The nonprofit appears to be a sinking ship financially. For at least the last five years, the Teacher Housing Foundation has been running in the red, according to its IRS tax filings, with its net assets and fund balance at a negative $76,150 in 2018 and negative $60,805 the year prior.

But Teacher Housing Foundation President and former Santa Clara Police Chief Steve Lodge disputed Gillmor’s assertion that the foundation raised property management rates.

The deficits, however, contribute to the rise in rents, Lodge said.

“You want to make sure that the foundation stays in a good financial position, but the only way to do that is to raise rents on the teachers that you’re so dearly trying to help and maintain in the district,” Lodge said. “If our expenses call for it, that’s what we’re going to do.”

Santa Clara Mayor Lisa Gillmor is pictured in this file photo. Photo by Katie Lauer.

A longtime contract

Gillmor’s company has held the contract for managing Casa del Maestro for the past 18 years.

In 2018, the Teacher Housing Foundation solicited bids for a new management company to obtain “more realistic fees from several property management firms to get a sense of what we should be paying,” according to documents obtained by this publication.

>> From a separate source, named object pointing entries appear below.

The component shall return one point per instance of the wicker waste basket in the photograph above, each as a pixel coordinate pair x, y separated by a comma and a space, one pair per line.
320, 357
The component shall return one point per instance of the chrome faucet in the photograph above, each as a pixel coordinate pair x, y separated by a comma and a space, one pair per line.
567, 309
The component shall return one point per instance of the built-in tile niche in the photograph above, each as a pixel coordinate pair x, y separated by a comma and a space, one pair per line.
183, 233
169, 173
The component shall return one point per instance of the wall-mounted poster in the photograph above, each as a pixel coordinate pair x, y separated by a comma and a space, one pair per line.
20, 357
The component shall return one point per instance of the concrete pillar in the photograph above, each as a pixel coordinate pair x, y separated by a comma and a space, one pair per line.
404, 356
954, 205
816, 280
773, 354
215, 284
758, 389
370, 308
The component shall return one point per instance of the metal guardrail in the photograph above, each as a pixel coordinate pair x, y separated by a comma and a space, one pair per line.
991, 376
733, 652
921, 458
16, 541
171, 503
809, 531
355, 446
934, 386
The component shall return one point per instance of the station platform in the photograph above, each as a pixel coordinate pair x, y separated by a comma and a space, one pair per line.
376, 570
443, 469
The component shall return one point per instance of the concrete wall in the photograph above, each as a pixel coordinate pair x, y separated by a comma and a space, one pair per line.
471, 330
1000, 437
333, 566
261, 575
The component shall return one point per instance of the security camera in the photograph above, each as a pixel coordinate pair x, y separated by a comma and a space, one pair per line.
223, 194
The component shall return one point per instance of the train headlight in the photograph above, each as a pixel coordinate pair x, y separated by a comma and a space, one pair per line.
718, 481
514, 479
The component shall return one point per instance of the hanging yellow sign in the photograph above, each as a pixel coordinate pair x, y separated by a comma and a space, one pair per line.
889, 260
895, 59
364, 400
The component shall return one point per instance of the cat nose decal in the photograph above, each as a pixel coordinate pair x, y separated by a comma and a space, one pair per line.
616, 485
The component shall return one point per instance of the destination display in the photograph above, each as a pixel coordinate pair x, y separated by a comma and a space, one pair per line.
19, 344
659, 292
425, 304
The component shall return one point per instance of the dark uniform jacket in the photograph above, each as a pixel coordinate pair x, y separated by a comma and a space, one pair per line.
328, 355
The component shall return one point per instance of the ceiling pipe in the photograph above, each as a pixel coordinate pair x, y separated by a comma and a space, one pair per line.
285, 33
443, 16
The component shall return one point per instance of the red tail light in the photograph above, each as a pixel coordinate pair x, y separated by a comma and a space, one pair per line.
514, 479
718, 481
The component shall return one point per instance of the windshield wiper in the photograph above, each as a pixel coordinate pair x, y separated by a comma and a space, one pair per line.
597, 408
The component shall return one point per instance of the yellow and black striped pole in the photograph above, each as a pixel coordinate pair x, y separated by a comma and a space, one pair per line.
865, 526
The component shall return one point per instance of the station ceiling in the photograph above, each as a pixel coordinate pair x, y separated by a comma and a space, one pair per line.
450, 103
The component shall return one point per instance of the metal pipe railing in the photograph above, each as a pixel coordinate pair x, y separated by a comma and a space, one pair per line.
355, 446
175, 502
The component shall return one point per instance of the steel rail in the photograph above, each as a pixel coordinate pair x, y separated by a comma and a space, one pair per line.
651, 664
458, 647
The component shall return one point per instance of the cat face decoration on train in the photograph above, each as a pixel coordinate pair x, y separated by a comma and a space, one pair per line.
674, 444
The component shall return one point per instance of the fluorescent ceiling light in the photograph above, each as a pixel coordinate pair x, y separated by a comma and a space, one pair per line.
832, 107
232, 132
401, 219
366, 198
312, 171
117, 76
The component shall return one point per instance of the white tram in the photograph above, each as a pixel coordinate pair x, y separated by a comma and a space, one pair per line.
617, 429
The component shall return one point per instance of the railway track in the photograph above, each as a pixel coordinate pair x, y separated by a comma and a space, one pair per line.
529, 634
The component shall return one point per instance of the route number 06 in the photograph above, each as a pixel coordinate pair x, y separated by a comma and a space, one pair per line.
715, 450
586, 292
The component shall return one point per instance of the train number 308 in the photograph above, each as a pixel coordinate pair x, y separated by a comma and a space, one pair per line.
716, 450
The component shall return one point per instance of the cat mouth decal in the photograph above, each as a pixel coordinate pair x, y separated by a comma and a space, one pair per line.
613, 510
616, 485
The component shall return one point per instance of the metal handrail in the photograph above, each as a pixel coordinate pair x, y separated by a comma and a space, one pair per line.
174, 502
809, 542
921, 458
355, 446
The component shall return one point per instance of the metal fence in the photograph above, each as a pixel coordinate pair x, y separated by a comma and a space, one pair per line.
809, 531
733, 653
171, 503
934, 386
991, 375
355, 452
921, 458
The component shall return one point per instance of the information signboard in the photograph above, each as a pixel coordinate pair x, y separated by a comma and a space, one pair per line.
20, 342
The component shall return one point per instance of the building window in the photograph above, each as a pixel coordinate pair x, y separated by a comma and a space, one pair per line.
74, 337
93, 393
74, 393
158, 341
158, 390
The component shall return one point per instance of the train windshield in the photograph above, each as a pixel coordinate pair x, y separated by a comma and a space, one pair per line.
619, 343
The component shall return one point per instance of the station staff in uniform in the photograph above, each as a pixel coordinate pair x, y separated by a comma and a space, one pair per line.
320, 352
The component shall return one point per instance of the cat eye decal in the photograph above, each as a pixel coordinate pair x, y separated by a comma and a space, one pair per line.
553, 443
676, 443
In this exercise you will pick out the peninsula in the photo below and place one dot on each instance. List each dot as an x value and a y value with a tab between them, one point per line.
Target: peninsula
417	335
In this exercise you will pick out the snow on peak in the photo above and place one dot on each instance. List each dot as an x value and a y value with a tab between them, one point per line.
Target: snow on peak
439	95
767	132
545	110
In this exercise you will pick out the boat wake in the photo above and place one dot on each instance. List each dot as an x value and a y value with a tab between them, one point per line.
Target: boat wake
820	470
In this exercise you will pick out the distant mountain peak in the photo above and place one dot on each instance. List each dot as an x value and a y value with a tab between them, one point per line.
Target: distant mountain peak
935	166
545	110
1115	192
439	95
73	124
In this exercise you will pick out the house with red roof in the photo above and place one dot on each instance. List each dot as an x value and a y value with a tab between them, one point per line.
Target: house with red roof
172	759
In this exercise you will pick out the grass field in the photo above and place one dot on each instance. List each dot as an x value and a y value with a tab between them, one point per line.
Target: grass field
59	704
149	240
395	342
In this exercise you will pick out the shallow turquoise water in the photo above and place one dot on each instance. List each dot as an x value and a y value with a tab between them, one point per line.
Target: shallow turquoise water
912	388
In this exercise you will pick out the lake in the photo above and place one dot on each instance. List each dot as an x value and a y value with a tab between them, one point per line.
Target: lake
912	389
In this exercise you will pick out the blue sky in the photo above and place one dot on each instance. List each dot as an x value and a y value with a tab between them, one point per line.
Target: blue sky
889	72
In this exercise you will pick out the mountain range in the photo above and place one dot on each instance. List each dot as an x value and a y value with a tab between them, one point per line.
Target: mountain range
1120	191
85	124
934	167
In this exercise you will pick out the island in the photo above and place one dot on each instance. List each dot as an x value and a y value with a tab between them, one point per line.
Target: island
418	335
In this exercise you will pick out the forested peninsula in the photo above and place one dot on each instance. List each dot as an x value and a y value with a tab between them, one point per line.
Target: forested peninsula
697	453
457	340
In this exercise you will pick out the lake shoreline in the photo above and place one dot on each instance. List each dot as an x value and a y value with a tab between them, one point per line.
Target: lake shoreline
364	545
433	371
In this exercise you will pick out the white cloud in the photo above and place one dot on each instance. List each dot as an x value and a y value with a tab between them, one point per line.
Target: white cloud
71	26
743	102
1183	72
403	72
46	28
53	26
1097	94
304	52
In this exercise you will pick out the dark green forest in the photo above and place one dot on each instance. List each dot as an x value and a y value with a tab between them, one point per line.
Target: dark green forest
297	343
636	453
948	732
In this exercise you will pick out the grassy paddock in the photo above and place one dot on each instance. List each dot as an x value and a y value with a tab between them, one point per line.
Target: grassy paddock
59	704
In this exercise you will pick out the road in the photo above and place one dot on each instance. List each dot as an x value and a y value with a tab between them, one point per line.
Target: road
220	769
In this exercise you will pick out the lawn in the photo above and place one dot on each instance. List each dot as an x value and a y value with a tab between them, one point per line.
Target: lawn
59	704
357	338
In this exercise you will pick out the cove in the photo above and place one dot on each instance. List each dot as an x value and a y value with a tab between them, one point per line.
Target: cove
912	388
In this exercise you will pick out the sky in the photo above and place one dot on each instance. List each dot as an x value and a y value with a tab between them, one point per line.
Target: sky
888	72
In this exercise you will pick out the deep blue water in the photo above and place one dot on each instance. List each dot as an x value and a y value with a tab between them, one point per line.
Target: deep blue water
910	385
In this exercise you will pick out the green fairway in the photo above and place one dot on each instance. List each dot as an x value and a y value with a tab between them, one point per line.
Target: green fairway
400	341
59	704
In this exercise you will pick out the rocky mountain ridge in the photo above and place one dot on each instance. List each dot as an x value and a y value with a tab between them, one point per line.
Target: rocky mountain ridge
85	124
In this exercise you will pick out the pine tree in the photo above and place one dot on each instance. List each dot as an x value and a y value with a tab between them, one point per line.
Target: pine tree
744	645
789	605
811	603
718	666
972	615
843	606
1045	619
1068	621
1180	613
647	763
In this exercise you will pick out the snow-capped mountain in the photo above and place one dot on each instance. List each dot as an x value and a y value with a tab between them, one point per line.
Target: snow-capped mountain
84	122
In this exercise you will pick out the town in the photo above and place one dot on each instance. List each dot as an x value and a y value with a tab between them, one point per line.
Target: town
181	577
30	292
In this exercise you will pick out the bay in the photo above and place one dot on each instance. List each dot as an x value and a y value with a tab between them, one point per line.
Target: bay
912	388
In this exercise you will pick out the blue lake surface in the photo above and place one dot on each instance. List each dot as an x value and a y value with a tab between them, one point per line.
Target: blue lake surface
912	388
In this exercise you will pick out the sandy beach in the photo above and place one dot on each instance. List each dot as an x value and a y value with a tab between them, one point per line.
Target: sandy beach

After Cacoyannis, Gillmor’s husband, attended the foundation’s board meeting in June 2018, the company was awarded the contract for another three years.

Documents show Lodge signed another agreement with Gillmor’s company on June 22, 2018 – just nine days after the meeting. Gillmor signed off as the broker, green-lighting another three years of 7% property management fees.

The contract went out to bid again in April of this year – and was once again awarded to Public Property Advisors, one of only two applicants. Gillmor said her company has since lowered its fee to 5% to help the foundation.

“Part of our philosophy in my office is that we like to give back,” Gillmor told San José Spotlight. “We want to make sure that the project is successful, because I think it’s a really great project to retain teachers in the school district, and it’s done what it’s supposed to do.”

But the revelation that Gillmor’s company is profiting off affordable teacher housing – charging a total amount that could’ve paid for four additional apartments – has raised eyebrows for some tenants, especially as teachers and their families adjust to life during the COVID-19 pandemic.

Disclosure allegations

A review of public documents shows Gillmor failed to disclose income generated from property management fees paid by teachers on her Form 700s until 2019. The timing of the disclosure lines up with when Gillmor was sued by Brian Exline, a Santa Clara law student at the time, for failing to disclose income from Public Property Advisors from 2011 to 2016.

Form 700s are state-required disclosure documents that require elected officials to list their income, earnings and assets.

The lawsuit also claims Gillmor failed to disclose income stemming from her role as a consultant for Alum Rock School District, Gilroy Unified School District, Evergreen Community College District and Pleasanton Unified School District.

Gillmor claims fees from Casa del Maestro weren’t part of her income before last year.

“I didn’t own my real estate office, my father still owned it,” she said. “I did not own the office so it wasn’t a disclosure for me.”

Ethicists say there’s nothing wrong with the mayor holding a private-sector job or earning money off the teacher housing, but the key is public disclosure to avoid the appearance of any conflicts of interest.

“In a perfect world, you would like people to draw within their own lines and stay in one neat little box, but it doesn’t always work out like that,” said Ann Skeet, senior director of leadership ethics at the Markkula Center for Applied Ethics. “People want to have some degree of confidence that people are looking out for the right interests.”

Casa del Maestro tenant and kindergarten teacher Joanna Julin said she’s grateful to have an apartment near her school in pricey Silicon Valley, but questioned where the higher rents and fees really end up.

“I feel like the overall feeling is that you’re lucky to live here – just deal with it,” Julin said. “Yes, this housing is pretty great: it’s cheaper, it’s close to my school, I know my neighbors. But where’s that money going?”